The problem with these approaches is that they do not address the fundamental problem of the current system: It does not sufficiently align risk and liability with individual behavior. It starts with a very low liability cap and then forces all participants to contribute to a government-mandated trust fund to pay for damages. The result is a system that socializes risk by spreading the costs across the entire industry, creating a divide between behavior and financial risk.
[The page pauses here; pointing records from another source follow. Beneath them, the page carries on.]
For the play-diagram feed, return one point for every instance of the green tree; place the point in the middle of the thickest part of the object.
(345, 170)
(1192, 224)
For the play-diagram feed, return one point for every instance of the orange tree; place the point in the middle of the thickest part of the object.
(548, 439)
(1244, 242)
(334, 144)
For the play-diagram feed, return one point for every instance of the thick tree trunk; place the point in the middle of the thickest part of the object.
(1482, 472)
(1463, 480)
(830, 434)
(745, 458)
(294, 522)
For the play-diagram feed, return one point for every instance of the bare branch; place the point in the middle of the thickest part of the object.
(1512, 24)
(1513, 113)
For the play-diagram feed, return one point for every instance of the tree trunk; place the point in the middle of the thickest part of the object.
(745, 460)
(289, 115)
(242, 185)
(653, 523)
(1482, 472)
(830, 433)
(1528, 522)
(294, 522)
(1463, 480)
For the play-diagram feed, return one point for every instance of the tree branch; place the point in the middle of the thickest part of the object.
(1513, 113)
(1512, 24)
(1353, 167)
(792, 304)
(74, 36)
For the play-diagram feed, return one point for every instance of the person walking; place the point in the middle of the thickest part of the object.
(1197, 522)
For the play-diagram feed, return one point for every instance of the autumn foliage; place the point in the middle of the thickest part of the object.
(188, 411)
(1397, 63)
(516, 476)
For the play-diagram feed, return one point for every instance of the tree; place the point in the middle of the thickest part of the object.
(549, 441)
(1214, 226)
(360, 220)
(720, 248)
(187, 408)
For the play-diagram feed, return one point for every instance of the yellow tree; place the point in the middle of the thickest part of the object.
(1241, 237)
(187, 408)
Simply raising the cap without more comprehensive reform would fail to fix the systemic problems and could effectively shut down offshore drilling entirely if activities are made unreasonably and artificially burdensome.
Instead of simply increasing or removing the cap, Congress and the Administration should develop a new approach that accurately assigns risk to all offshore operations, including exploratory drilling, production, and tanker movements; holds operators fully liable for their actions; and guards against frivolous lawsuits. Such a system should rely on market-based mechanisms and be built around private insurers and professional risk assessors.
Specifically, such a regime should include:
All three pieces—insurance, safety standards and inspection, and preparedness and response will work together to reduce the likelihood that a future spill will occur, and reduce the economic and environmental damage if it does occur.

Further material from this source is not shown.